Mark Kingston: ‘A lot of impact players coming in’ for USC
Right now, while most college baseball coaches across the country are on the road, busy scouting and recruiting prospects, South Carolina’s Mark Kingston is half a world away — the Gamecocks’ head coach landed in Taiwan on Monday, then heads over to Japan next week.
It’s the farthest Kingston, a baseball veteran who’s played all over the U.S., has ever been from home, but it’s not for pleasure; he is an assistant coach on the USA Baseball Collegiate National Team, working alongside some of the best players and coaches from the amateur level.
In that role, Kingston will end up being away from South Carolina for a month. What he thinks he’ll get out of the experience will make up for that, he said.
“It’s been tremendous, both from an experience standpoint, in terms of representing South Carolina while representing the United States,” Kingston told The State before leaving for Taiwan. “It’s been a great experience in terms of exchanging and sharing ideas with other coaches from both the college and pro level, and it’s been a great experience in working and being with a lot of the best players in the country.”
Specifically, Kingston has been eager to learn from his fellow coaches — head coach Dan McDonnell (Louisville), assistant coach Tony Skole (The Citadel), pitching coach Greg Moore (St. Mary’s) and bench coach Dave Turgeon (Pittsburgh Pirates). After a difficult 2019 season that saw the Gamecocks tie the program record for losses in a season and miss the NCAA tournament, Kingston has indicated he wants to reevaluate the entirety of the program.
“Our staff on USA is constantly sharing ideas and experiences just to kind of see if we can learn anything from each other.
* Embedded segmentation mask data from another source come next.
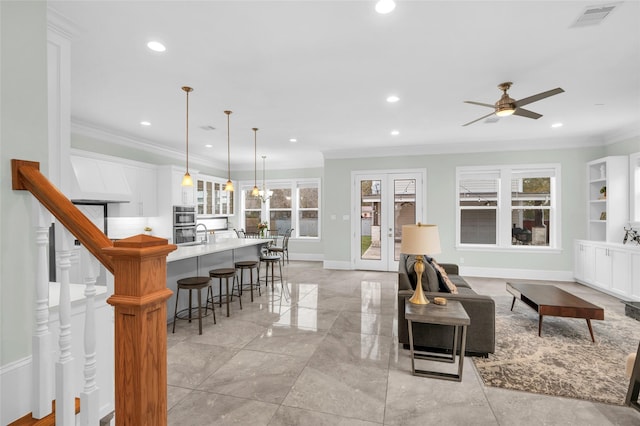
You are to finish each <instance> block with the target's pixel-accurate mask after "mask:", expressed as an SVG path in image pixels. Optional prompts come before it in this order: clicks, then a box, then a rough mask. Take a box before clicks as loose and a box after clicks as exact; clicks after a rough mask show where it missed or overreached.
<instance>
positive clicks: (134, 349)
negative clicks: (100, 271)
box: [103, 235, 176, 426]
mask: <svg viewBox="0 0 640 426" xmlns="http://www.w3.org/2000/svg"><path fill="white" fill-rule="evenodd" d="M175 249H176V246H175V245H173V244H167V240H166V239H163V238H156V237H152V236H148V235H136V236H134V237H130V238H126V239H123V240H120V241H116V242H115V243H114V245H113V247H107V248H105V249H103V252H104V253H105V254H106V255H108V256H110V257H111V258H112V260H113V266H114V273H113V275H114V294H113V295H112V296H111V297H110V298H109V299H108V300H107V302H108V303H109V304H110V305H112V306H114V308H115V344H114V350H115V394H116V395H115V398H116V401H115V402H116V414H115V418H116V423H117V424H118V425H135V426H139V425H153V426H156V425H159V426H162V425H166V424H167V308H166V306H167V305H166V301H167V299H168V298H169V297H171V294H172V292H171V290H169V289H168V288H167V259H166V258H167V254H169V253H170V252H172V251H173V250H175Z"/></svg>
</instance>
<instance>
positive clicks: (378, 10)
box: [376, 0, 396, 15]
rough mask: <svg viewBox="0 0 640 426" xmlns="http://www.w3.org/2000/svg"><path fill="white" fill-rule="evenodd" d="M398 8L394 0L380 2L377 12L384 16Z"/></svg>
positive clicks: (386, 0)
mask: <svg viewBox="0 0 640 426" xmlns="http://www.w3.org/2000/svg"><path fill="white" fill-rule="evenodd" d="M395 8H396V2H395V1H393V0H379V1H378V2H377V3H376V12H378V13H380V14H382V15H384V14H386V13H389V12H391V11H392V10H393V9H395Z"/></svg>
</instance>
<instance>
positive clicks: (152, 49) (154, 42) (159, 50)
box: [147, 41, 167, 52]
mask: <svg viewBox="0 0 640 426" xmlns="http://www.w3.org/2000/svg"><path fill="white" fill-rule="evenodd" d="M147 47H148V48H149V49H151V50H153V51H154V52H164V51H165V50H167V48H166V47H164V44H162V43H160V42H159V41H150V42H149V43H147Z"/></svg>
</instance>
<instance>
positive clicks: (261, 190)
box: [258, 155, 273, 203]
mask: <svg viewBox="0 0 640 426" xmlns="http://www.w3.org/2000/svg"><path fill="white" fill-rule="evenodd" d="M266 158H267V156H266V155H263V156H262V189H261V190H260V191H258V197H260V200H262V202H263V203H266V202H267V200H268V199H269V198H271V196H272V195H273V191H271V190H268V189H267V185H266V183H265V178H264V176H265V165H264V164H265V159H266Z"/></svg>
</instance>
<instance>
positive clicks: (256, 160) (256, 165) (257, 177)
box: [252, 127, 258, 188]
mask: <svg viewBox="0 0 640 426" xmlns="http://www.w3.org/2000/svg"><path fill="white" fill-rule="evenodd" d="M252 130H253V186H254V188H257V187H258V159H257V157H258V128H257V127H254V128H253V129H252Z"/></svg>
Over the course of the summer I think we’ve all learned something from each other,” Kingston said.
Additionally, Kingston feels his USA Baseball experience will add some “prestige” to the coaching staff and program, a sentiment he said was shared by athletics director Ray Tanner, who helped coach the national team on five occasions.
As for his absence on the recruiting trail, Kingston said that won’t be an issue — the NCAA grants waivers to programs with coaches on national team staffs, allowing a third assistant to go on the road in his place. And it’s not as though he’s unreachable, he said.
“I’m still able to have recruits call me, I’m still able to have recruits reach out to me, so I can talk to them and share USA experiences while we’re also talking about their recruiting,” Kingston said. “So I think combining those two, it definitely, it sheds a really nice light on our program and them wanting to join a program whose coach is able to represent and has been chosen for USA Baseball.”
And for Kingston personally, the experience has been a rewarding one — he saw his family, several South Carolina fans and assistant coach Stuart Lake in Charlotte when the U.S. played Cuba as part of a rivalry series, then had the chance to represent his country in a game on Independence Day.
“Playing in Durham on the Fourth of July representing America, winning, seeing the fireworks show afterwards in a packed stadium, that’s hard to beat as well,” Kingston said. “Playing baseball for USA on the Fourth of July against Cuba is about as good as it gets.”